Es evidente que no todos los que salen estos días a las calles son “fascistas”. Eso no quiere decir que “objetivamente” puedan contribuir a la ofensiva de la derecha. Tampoco significa que no existan las “oscuras” conexiones entre la derecha dura venezolana, el uribismo y los halcones norteamericanos (además de sectores de la Iglesia y diversas “fuerzas vivas” del país). El problema es cómo afrontar los problemas que evidencia un modelo (postchavez) con claros signos de agotamiento en el terreno económico y también en la forma de gestionar el poder. Es evidente que a diferencia de Bolivia o Ecuador, donde los gobiernos nacional-populares construyeron una hegemonía relativamente extendida que legitimó sus gestiones, en Venezuela se mantuvo siempre un 40% -y más- de la población militante e irreductiblemente antichavista. La calidad del manejo económico no es ajeno a las diferencias señaladas.

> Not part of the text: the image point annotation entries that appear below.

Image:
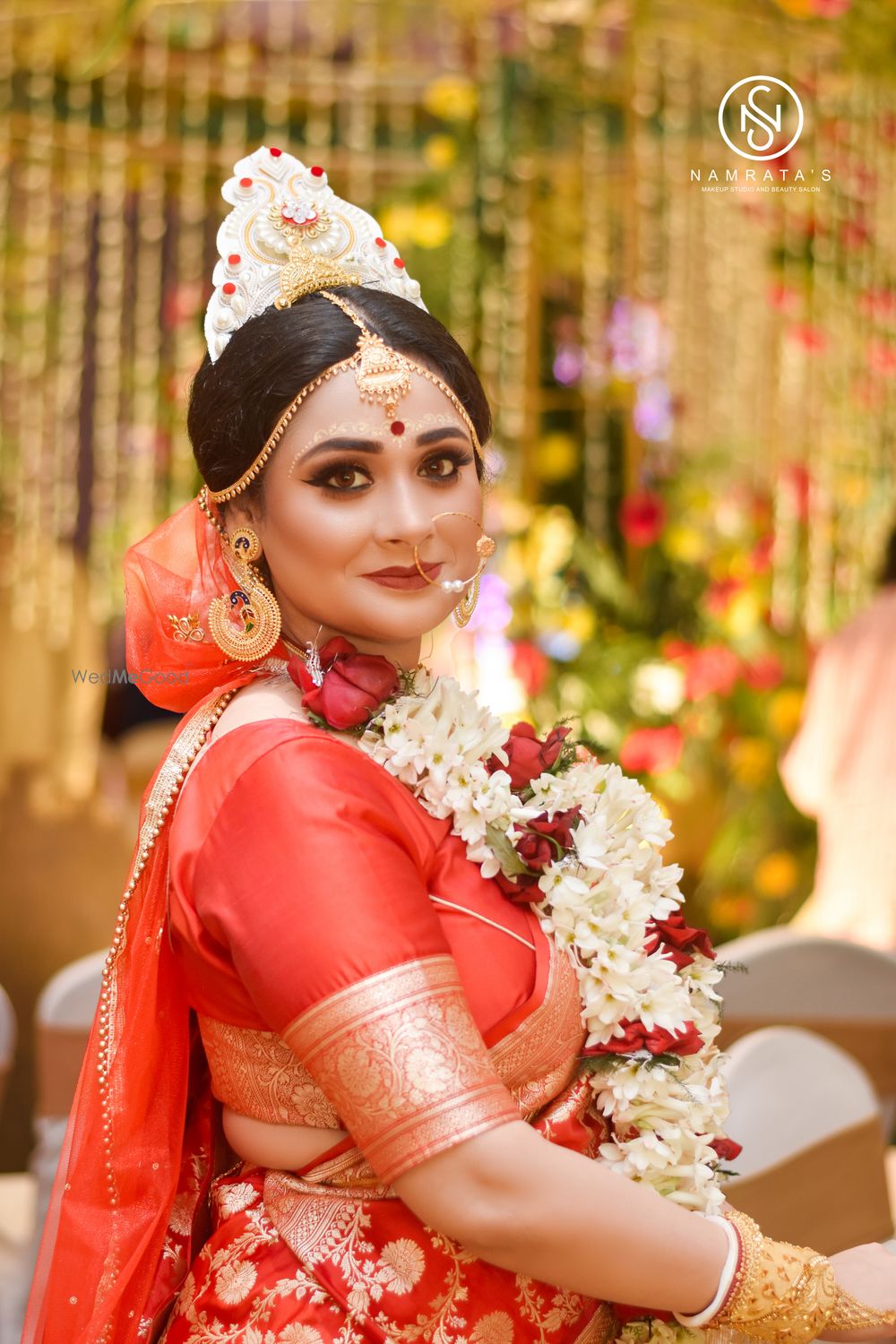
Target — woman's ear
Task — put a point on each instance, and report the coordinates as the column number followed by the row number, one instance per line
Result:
column 242, row 513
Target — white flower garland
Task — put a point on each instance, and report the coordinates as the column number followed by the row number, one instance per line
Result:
column 597, row 903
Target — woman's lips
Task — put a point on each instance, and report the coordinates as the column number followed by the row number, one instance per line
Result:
column 410, row 581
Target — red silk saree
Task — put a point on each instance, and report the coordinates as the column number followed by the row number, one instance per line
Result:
column 351, row 969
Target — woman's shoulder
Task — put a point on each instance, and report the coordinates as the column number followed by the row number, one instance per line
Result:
column 265, row 738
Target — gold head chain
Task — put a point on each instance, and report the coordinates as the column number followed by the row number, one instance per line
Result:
column 383, row 376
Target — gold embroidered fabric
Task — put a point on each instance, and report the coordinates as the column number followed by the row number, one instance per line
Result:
column 402, row 1059
column 257, row 1074
column 538, row 1059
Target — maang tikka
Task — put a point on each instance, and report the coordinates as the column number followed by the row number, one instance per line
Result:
column 288, row 236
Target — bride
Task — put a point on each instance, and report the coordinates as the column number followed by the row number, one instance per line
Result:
column 395, row 1000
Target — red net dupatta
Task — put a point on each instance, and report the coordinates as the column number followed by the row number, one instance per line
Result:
column 137, row 1120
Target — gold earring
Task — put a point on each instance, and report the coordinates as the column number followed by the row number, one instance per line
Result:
column 485, row 547
column 252, row 601
column 465, row 607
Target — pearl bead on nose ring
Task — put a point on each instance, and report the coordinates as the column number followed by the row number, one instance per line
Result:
column 485, row 547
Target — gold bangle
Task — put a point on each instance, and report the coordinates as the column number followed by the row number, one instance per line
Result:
column 780, row 1292
column 852, row 1314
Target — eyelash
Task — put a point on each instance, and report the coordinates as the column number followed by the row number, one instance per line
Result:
column 455, row 456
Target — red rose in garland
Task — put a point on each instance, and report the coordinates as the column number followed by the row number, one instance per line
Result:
column 528, row 757
column 522, row 890
column 538, row 846
column 677, row 940
column 354, row 687
column 657, row 1042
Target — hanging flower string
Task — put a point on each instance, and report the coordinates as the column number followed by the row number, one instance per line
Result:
column 581, row 843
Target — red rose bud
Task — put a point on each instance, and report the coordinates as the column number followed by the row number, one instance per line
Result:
column 528, row 757
column 726, row 1150
column 530, row 666
column 651, row 750
column 677, row 940
column 355, row 685
column 536, row 849
column 642, row 519
column 521, row 890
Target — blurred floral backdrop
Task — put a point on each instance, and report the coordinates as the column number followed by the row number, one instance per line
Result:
column 694, row 384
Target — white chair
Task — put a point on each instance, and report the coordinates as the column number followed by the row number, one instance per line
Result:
column 813, row 1167
column 16, row 1199
column 837, row 989
column 7, row 1038
column 64, row 1018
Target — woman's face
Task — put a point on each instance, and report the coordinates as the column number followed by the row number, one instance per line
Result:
column 349, row 492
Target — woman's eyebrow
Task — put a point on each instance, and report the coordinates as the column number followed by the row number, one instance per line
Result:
column 375, row 445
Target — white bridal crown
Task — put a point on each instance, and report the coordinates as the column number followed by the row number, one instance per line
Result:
column 290, row 234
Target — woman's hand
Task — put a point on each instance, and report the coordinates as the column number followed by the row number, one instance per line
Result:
column 869, row 1274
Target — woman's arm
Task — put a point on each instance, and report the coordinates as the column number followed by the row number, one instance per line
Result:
column 536, row 1209
column 541, row 1210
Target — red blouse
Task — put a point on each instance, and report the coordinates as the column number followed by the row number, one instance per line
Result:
column 306, row 886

El manejo del Estado es otro pliegue de la crisis que no puede pasarse por alto: los efectos del rentismo (muy anteriores al chavismo pero que no pudieron ser superados), un sistema crecientemente militarizado, una agobiante sobreactuación ideológica en los medios de comunicación estatales y una corrupción que mina las bases morales de la “nueva sociedad”. La llamada boliburguesía es sólo uno de los emergentes de ese “socialismo petrolero”, capaz de romper los techos de cristal que excluían a la mayoría de los venezolanos pero no de sentar las bases de un nuevo sistema económico-productivo y social.

Como pudimos ver desde el 12F, la violencia social tiene su correlato en la gran cantidad de grupos armados que no se sabe a ciencia cierta  al servicio de quién aprietan el gatillo pero ya causaron ocho muertes. Las denuncias oficiales sobre los intentos de la “ultraderecha” de asesinar a López junto a las de la oposición sobre “escuadrones de la muerte” presuntamente al servicio del poder sólo dejan ver una crisis societal cuyas grietas no serán fáciles de cerrar.

La frontera entre la neutralización de los intentos desestabilizadores y la represión a quienes protestan en las calles a menudo es mucho menos clara que lo que las teorías que reducen todo a la acción del imperio dejan ver. Resulta evidente que la nación no se construye con la mitad ni con el 60% de sus habitantes. Y esa constatación no significa dejar de lado la necesidad de cambios profundos, sino de buscar la forma de construir un nuevo orden integrador polarizando con los grupos de poder, pero siendo capaces de integrar la diversidad societal. Las revoluciones del siglo XXI no son como las de los años 20 o 50 del siglo pasado, que buscaron homogeneizar de manera totalitaria el cuerpo social. Combinar radicalidad con pluralismo parece ser la clave de bóveda de cualquier socialismo realmente del siglo XXI.

Final sin moraleja y sin “viento de la historia”. Tratar de entender qué pasa en Venezuela no significa el “justo medio” entre el imperio y Maduro. Sino reflexionar  preocupadamente sobre un proceso que sin duda enfrenta la voluntad de EEUU de generar un golpe soft pero también innumerables problemas internos que el verticalismo, el manejo opaco de los recursos y las visiones militaristas del cambio social sólo contribuirán a agravar. Lo que pasó en Nicaragua en los 80/90 advierte sobre la necesidad de discutir Venezuela en las izquierdas continentales.